Roberto Lent é professor emérito de neurociências da UFRJ e diretor da Rede Nacional Ciência para Educação (Rede CpE), que busca integrar os grupos de pesquisa aplicada em educação. É membro titular da Academia Brasileira de Ciências (ABC).

A pesquisa científica é o motor da inovação, não apenas nas tecnologias que utilizamos mas também na forma como educamos as futuras gerações. É com esse intuito que a Organização das Nações Unidas para a Educação, a Ciência e a Cultura (Unesco) fundou, em outubro de 2023, a Aliança Global sobre a Ciência da Aprendizagem para Educação. A disparidade no acesso à educação de qualidade é uma das faces mais proeminentes da desigualdade, e é um grande problema em todo o Sul Global. “O objetivo da Aliança é construir uma ponte entre a ciência e a educação da mesma forma como existe para outros setores”, afirmou Roberto Lent.

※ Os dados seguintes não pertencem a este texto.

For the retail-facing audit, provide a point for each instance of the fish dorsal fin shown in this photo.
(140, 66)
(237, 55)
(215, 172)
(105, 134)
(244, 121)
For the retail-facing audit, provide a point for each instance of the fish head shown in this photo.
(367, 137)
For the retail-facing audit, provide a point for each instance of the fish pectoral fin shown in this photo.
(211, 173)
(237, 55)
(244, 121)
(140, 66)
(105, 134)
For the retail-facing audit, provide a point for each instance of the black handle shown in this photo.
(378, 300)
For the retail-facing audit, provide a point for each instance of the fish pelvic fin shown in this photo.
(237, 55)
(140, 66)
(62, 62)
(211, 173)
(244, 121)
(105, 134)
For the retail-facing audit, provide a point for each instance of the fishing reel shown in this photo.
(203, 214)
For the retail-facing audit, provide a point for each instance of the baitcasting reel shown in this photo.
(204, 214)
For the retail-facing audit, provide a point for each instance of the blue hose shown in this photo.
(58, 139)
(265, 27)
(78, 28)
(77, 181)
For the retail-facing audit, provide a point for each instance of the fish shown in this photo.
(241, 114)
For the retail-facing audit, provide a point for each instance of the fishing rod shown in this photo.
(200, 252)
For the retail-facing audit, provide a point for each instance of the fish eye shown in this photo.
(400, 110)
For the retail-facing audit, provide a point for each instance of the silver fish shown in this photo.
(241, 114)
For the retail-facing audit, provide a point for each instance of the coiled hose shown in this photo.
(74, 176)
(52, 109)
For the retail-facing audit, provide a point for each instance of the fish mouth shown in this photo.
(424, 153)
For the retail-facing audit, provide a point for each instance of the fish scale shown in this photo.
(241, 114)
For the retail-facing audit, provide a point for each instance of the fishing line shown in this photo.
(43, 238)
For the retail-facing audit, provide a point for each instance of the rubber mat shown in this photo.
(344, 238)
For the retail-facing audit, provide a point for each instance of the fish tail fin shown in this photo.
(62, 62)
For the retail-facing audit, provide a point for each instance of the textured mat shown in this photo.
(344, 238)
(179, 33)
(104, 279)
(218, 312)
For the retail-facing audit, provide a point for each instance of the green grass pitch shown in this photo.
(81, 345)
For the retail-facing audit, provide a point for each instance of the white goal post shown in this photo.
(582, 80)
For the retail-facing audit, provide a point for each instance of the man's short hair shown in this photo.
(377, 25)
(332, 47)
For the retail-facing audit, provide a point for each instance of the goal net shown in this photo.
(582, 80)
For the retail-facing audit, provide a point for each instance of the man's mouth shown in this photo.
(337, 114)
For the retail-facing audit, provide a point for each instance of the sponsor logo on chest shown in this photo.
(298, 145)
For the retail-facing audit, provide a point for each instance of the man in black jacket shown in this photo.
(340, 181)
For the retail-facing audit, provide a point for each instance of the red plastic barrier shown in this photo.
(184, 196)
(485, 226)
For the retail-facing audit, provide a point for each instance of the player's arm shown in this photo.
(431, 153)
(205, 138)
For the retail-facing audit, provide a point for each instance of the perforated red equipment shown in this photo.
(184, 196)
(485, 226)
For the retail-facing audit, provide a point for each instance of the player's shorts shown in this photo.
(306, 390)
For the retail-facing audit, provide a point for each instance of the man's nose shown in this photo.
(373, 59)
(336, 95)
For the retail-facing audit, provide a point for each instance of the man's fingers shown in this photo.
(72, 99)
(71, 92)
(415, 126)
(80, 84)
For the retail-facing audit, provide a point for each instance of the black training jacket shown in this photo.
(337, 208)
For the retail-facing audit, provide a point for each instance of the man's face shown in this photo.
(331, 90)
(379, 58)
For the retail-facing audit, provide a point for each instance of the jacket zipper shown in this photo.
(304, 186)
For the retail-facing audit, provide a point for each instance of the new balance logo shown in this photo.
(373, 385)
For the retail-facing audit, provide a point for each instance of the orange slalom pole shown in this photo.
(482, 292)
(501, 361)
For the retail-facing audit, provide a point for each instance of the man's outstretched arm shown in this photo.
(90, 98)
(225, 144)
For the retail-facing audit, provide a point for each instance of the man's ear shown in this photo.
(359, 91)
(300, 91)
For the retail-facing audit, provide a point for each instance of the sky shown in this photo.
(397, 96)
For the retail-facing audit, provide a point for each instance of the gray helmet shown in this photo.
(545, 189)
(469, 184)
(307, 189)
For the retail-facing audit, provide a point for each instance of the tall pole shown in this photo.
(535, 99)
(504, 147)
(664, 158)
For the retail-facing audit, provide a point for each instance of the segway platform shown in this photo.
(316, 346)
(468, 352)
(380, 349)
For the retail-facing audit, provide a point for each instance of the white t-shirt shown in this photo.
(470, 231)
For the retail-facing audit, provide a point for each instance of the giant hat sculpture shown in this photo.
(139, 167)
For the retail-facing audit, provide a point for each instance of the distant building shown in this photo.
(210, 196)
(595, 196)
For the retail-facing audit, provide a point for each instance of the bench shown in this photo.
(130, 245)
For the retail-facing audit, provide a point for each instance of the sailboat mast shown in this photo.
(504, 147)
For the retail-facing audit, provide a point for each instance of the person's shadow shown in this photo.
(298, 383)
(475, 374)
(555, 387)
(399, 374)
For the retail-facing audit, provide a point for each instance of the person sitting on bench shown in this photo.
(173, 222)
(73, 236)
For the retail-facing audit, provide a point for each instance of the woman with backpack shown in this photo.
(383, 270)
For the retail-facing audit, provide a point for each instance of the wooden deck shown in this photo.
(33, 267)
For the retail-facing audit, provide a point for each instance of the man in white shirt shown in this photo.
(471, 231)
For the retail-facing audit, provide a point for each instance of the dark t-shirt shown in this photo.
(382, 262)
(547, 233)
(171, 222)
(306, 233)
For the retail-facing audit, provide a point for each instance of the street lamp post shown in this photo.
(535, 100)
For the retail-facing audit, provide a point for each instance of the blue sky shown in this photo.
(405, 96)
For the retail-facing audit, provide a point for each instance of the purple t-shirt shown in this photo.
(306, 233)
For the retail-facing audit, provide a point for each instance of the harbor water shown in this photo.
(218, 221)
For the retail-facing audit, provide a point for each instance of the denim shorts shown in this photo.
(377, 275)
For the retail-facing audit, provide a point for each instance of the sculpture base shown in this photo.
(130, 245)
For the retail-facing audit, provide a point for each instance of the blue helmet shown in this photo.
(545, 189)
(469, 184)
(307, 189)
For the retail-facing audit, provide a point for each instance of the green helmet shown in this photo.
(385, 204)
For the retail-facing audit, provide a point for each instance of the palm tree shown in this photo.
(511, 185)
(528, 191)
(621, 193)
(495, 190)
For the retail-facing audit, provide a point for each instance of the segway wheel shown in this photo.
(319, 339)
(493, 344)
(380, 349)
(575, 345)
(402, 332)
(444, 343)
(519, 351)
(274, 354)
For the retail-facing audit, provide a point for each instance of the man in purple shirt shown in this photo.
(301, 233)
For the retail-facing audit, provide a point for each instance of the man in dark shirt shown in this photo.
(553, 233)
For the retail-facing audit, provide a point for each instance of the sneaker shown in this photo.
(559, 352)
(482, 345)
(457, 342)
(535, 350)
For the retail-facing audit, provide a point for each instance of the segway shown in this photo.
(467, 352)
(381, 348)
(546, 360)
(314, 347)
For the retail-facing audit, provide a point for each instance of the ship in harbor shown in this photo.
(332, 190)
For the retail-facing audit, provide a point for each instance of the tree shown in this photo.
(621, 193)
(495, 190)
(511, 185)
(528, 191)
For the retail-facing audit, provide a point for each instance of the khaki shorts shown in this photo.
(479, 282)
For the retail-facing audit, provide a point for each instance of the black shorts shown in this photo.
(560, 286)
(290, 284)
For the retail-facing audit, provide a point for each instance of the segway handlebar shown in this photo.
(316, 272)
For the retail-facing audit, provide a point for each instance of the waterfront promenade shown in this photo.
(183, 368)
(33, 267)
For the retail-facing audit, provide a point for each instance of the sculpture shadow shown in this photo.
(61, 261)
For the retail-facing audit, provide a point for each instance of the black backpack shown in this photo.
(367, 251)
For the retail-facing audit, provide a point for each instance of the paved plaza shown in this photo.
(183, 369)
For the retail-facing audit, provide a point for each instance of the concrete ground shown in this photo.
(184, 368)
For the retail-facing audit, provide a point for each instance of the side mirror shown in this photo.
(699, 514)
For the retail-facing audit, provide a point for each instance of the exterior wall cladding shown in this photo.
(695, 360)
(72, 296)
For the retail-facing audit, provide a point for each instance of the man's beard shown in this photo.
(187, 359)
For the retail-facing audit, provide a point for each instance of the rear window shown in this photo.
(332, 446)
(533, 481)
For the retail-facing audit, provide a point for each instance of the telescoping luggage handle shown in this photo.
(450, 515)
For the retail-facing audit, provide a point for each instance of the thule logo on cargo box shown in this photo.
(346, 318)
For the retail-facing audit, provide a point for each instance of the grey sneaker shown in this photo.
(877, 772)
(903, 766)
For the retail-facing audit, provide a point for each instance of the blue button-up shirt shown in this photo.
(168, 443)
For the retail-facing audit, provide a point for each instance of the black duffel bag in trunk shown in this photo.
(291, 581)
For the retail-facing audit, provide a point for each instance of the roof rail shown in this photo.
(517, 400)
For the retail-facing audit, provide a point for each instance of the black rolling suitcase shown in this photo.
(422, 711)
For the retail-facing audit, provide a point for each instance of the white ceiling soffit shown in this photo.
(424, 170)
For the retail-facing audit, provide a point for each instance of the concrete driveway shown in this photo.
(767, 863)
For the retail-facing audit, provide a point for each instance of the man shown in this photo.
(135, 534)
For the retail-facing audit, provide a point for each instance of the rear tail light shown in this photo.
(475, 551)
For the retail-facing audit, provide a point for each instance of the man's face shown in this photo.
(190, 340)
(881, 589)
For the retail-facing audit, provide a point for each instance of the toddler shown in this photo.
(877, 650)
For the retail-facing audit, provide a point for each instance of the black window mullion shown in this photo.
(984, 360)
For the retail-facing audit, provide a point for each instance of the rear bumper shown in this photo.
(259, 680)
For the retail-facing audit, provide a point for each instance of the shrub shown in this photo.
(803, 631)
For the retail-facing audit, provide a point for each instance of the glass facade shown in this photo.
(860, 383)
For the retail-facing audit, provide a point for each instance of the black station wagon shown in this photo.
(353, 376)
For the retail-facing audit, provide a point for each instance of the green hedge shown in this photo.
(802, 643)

Essa ponte deve ser formada por pesquisadores gerando conhecimento e teorias sobre práticas educativas, que informam tomadores de decisão no desenho de políticas públicas e chegam até os professores que as implementam nas salas de aula. “Precisamos construir um ecossistema centrado na educação para todas as disciplinas. Intervenções copiadas de outros lugares, sem a devida reflexão, não necessariamente dão certo. É preciso acompanhamento contínuo e relatórios de avaliação. Intervenções mal pensadas nos fazem perder anos de trabalho”, avaliou Lent.

O ideal é que os cientistas participem desde o desenho das iniciativas, o que reduz o tempo necessário para avaliação. A Aliança foi criada com esse intuito, para criar uma rede de cooperação internacional capaz de aplicar inovações de forma coordenada e adaptada às diferentes realidades. “Nosso objetivo é compilar evidências sobre boas práticas e fortalecer a comunidade de pesquisa em educação, sobretudo no Sul Global. A participação das academias nacionais de ciências nesse processo é absolutamente fundamental”, concluiu Lent.